Hongkonger Regimekritikerin: „Das gewöhnliche Volk leidet“
Zorn und Frust mischen sich in Honkong. Die Politikerin Emily Lau sieht mit Sorge, wie sich die Haltung Pekings zu den Protesten verhärtet.
BERLIN taz | „Wenn ich zurück in Hongkong bin, werde ich festgenommen“, sagt Emily Lau bei ihrem Besuch in Berlin und nippt an ihrem Tee. „Denn ich habe mich an den Protesten für mehr Demokratie beteiligt.“ Die 63-Jährige ist Vorsitzende der oppositionellen Demokratischen Partei Hongkongs und Abgeordnete im Legislativrat.
Die frühere Journalistin ist eine der profiliertesten RegierungskritikerInnen der einstigen britischen Kronkolonie. Sie unterstützte wie hunderttausend andere die von Schülern und Studenten begonnene Proteste („Regenschirm-Bewegung“) gegen Chinas Zentralregierung. Sie wollen 2017 ihren Regierungschef direkt wählen.
Nach der Miniverfassung der „Sonderverwaltungsregion“, die seit 1997 Teil der Volksrepublik China ist, wäre das möglich. Doch Peking will die Auswahl der Kandidaten kontrollieren – was einer freien Wahl widerspricht. „Sie sagen, eine allgemeine freie Wahl untergrabe die nationale Sicherheit“, sagt Lau.
Pekings Funktionäre täten so, „als wollte al-Qaida in Hongkong Kandidaten aufstellen“. Peking fürchte offenbar, dass freie Wahlen in Hongkong ansteckend sein können – sich auf die Schanghaier oder die Bewohner Sichuans auswirken könnten, die sich dann fragen würden, „warum sie nicht auch frei wählen dürfen“.
Mehrfache Festnahmen
„Eigentlich wollten sie mich schon letzte Woche festsetzen“, sagt Lau. „Aber ich habe gesagt: Das passt jetzt nicht, ich muss erst nach Deutschland fahren, ich leite eine Delegation.“ Darauf habe man ihr einen neuen Termin gesetzt. „Am 12. März um 9.30 Uhr soll ich in der Polizeiwache Wanchai erscheinen.“
Sehr besorgt klingt die Politikerin nicht. Es wäre ihre vierte Festnahme – das erste Mal landete sie noch unter den Briten bei der Polizei. Man werde ihr jetzt wohl anbieten, eine Kaution zu zahlen. Das werde sie ablehnen, weil sie nur ihr Demonstrationsrecht wahrgenommen habe. Und dann, hofft sie, „wird ihnen nichts übrig bleiben, als mich gehen zu lassen“.

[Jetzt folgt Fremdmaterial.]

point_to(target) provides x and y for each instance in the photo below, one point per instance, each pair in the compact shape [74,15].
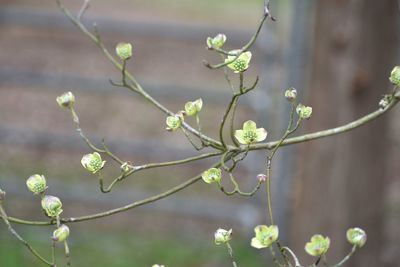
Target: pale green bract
[217,42]
[395,76]
[61,233]
[173,122]
[221,236]
[66,100]
[239,64]
[212,175]
[52,206]
[92,162]
[194,107]
[304,112]
[265,236]
[250,133]
[318,245]
[124,50]
[36,183]
[356,236]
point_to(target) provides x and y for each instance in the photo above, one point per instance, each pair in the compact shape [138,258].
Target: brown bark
[340,182]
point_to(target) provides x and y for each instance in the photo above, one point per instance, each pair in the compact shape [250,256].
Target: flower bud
[356,236]
[61,233]
[192,108]
[126,167]
[291,94]
[395,76]
[318,245]
[304,112]
[250,133]
[217,42]
[222,236]
[212,175]
[261,177]
[174,122]
[239,64]
[265,236]
[92,162]
[36,184]
[124,50]
[52,206]
[2,195]
[66,100]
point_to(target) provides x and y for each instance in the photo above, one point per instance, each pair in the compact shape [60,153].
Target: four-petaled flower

Inzwischen sind die Protestcamps in der 7-Millionen-Einwohner-Metropole geräumt, immer mehr der Teilnehmer landen hinter Gittern. Zugleich heizt sich die Stimmung auf. „Peking mischt sich immer stärker in Hongkongs innere Angelegenheiten ein“, sagt Lau. Die Korruption nehme zu, der Filz zwischen Peking-treuer Verwaltung und Hongkongs Tycoons werde dichter. „Die Schirm-Bewegung ist auch ein sozialer Protest gegen wachsende Ungleichheit und Perspektivlosigkeit.“ Lau blickt besorgt auf die Hongkonger, die immer wütender werden. Der Zorn richtet sich derzeit gegen „Festlandschinesen“, die nach dem Eindruck der Einheimischen die Stadt überrennen.
Unregulierter Parallelhandel
Zuletzt kam es zu Massenprügeleien zwischen Hongkongern und Besuchern aus der Volksrepublik. Die Einheimischen störe vor allem, dass täglich Hunderttausende vom Festland kämen, um in China begehrte Kosmetik, Milchpulver, Medikamente billig einzukaufen und dann jenseits der Grenze wieder zu verkaufen. Damit trieben sie in Hongkong die Preise hoch. „Das gewöhnliche Volk leidet“, sagt Lau.
Dieser „Parallelhandel“, wie er in Hongkong genannt wird, müsse „besser reguliert und beschränkt werden“, fordert sie. „Sonst gibt es noch gewaltsamere Konfrontationen.“ 2014 kamen 60 Millionen Besucher. Das sei „viel zu viel“ für so ein kleines Gebiet wie Hongkong, dessen Fläche etwa eineinhalbmal so groß wie die Berlins ist. Lau will die Zahl der Kauf-Touristen stark beschränken. Denkbar wären auch große Supermärkte an der Grenze, um den Strom ins Zentrum einzudämmen. Doch bevor sie sich mit diesem Problem herumschlägt, muss sie ihren eigenen Kopf aus der Schlinge ziehen.